The bitterness extended to the children.
"I know Suzie hits Wendy's kids sometimes, you know, when she feels like it or whatever," Ruth said to investigators. She said babies and toddlers among the 20 children in the home were sometimes left in the care of 6-year-old kids.
Ruth said Rodney Holm, meanwhile, stayed aloof from the fray, telling her to "love" her sister wives.
He spent much of his time in a laundry- and bathroom-equipped shop behind the house. He often slept in the out building, summoning whichever wife he chose to the quarters to spend the night. The wives generally followed a three-night rotation and would get hugely upset if Rodney favored one of the others on an assigned evening.

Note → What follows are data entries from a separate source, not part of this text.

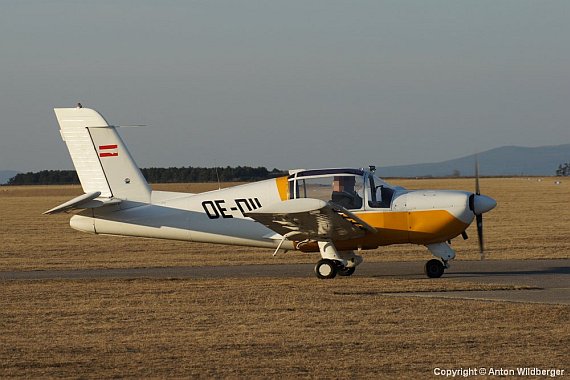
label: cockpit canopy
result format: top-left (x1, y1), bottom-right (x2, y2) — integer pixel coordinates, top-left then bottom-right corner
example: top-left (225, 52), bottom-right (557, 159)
top-left (287, 168), bottom-right (398, 210)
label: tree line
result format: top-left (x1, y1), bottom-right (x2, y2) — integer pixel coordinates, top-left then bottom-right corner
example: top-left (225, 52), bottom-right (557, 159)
top-left (556, 163), bottom-right (570, 176)
top-left (6, 166), bottom-right (287, 185)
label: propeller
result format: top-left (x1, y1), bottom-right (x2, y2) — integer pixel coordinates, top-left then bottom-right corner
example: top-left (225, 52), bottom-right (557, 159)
top-left (476, 214), bottom-right (484, 259)
top-left (475, 156), bottom-right (480, 196)
top-left (475, 158), bottom-right (484, 259)
top-left (468, 157), bottom-right (496, 260)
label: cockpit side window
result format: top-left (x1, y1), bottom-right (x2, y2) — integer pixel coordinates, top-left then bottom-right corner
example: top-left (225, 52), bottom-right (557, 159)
top-left (368, 176), bottom-right (394, 209)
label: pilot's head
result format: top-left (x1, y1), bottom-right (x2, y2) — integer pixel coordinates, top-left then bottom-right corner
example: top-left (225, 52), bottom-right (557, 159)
top-left (333, 176), bottom-right (355, 192)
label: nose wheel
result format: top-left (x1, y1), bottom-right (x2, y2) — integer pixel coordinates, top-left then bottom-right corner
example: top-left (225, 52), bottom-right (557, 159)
top-left (424, 259), bottom-right (445, 278)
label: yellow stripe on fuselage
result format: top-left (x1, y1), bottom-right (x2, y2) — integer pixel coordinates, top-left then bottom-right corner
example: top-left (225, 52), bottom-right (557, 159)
top-left (297, 209), bottom-right (469, 253)
top-left (275, 176), bottom-right (289, 201)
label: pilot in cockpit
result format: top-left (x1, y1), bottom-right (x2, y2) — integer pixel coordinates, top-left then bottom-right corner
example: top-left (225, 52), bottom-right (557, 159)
top-left (331, 176), bottom-right (362, 209)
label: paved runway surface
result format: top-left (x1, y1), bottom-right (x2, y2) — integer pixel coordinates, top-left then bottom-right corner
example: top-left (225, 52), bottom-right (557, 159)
top-left (1, 259), bottom-right (568, 305)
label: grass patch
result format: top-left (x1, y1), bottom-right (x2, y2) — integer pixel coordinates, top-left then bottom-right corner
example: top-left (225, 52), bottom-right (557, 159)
top-left (0, 277), bottom-right (567, 378)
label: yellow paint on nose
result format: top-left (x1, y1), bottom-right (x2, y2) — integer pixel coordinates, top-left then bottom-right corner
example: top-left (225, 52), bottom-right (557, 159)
top-left (357, 210), bottom-right (469, 245)
top-left (407, 210), bottom-right (468, 243)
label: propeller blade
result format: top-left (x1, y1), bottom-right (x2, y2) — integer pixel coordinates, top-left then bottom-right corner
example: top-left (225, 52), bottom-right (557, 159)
top-left (476, 214), bottom-right (484, 260)
top-left (475, 156), bottom-right (480, 195)
top-left (473, 157), bottom-right (493, 260)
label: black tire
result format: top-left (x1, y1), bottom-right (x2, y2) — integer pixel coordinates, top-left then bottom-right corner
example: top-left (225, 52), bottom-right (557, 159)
top-left (424, 259), bottom-right (445, 278)
top-left (337, 266), bottom-right (356, 276)
top-left (314, 259), bottom-right (338, 279)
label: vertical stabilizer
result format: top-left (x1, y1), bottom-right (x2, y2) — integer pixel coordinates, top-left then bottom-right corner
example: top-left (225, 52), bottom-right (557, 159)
top-left (54, 107), bottom-right (151, 203)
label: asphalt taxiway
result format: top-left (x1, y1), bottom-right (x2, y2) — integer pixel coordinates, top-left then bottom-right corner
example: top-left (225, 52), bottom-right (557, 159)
top-left (1, 259), bottom-right (568, 305)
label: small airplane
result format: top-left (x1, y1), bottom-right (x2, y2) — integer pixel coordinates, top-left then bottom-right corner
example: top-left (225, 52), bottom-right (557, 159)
top-left (46, 106), bottom-right (497, 279)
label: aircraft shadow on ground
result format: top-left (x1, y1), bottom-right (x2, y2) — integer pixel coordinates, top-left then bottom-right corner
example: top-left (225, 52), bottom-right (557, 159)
top-left (449, 266), bottom-right (569, 277)
top-left (368, 266), bottom-right (569, 279)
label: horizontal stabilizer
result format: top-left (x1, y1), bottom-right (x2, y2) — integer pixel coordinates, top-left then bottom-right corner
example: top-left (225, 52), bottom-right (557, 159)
top-left (44, 191), bottom-right (121, 214)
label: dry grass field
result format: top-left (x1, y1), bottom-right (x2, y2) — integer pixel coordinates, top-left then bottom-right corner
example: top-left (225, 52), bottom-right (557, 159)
top-left (1, 278), bottom-right (568, 378)
top-left (1, 179), bottom-right (569, 378)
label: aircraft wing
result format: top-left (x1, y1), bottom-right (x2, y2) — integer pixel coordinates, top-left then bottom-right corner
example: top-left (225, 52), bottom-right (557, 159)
top-left (44, 191), bottom-right (122, 214)
top-left (245, 198), bottom-right (377, 241)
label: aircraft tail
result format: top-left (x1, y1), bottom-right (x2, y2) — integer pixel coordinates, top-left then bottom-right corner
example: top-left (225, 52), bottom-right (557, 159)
top-left (54, 107), bottom-right (151, 203)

Ruth said her sister would get vicious toward her even on her assigned nights with Rodney.
"She'd call me a bitch, you know. She'd call me names and get pissed every time I was with Rod," Ruth said. "It made it miserable to live there."
Spontaneous sex was rare, but it did occur. Ruth said she sometimes had sex with Rodney at his brother Greg's Colorado City office while her husband was on police duty. This would happen on nights when Rodney was supposed to be with one of the other wives.
A month into the marriage, Ruth discovered she was pregnant.
"I cried," she said. "I felt if I wanted to leave, now . . . I couldn't."
Her daughter Maranda was born on October 5, 1999. Just more than a year later, her son Winston was born. Ruth found herself on the typical fundamentalist Mormon track that could lead to a dozen children before the age of 30.
Two years into the marriage, Ruth said, she began discussing with her sister the possibility of leaving. Suzie strongly objected.
"If you leave right now, it's going to make Wendy so happy," Ruth said her sister told her. "Don't leave! Don't leave!"
Rodney soon discovered her desire to get out and began haranguing her. "That's what the devil wants you to do," Ruth said he told her.
Rodney took Ruth to see Prophet Rulon Jeffs' son, Warren, who had become the "mouthpiece" for his ailing father.
Ruth said Warren Jeffs spat out a frightening warning: "You can either live here and live in hell, and then when you die have eternal happiness. Or else, you can go out into the world and live in hell and die and even have more eternal hell."
With each passing day after that, the now 18-year-old Ruth – pregnant with her third child – became more and more depressed.
"I thought a lot about, you know, maybe, you know, the Lord will love me enough to take my life, you know, and get me out of here."
Girls Brainwashed
The Arizona grand jury investigation into Colorado City begun under former attorney general and now governor Janet Napolitano has continued under her successor, Terry Goddard.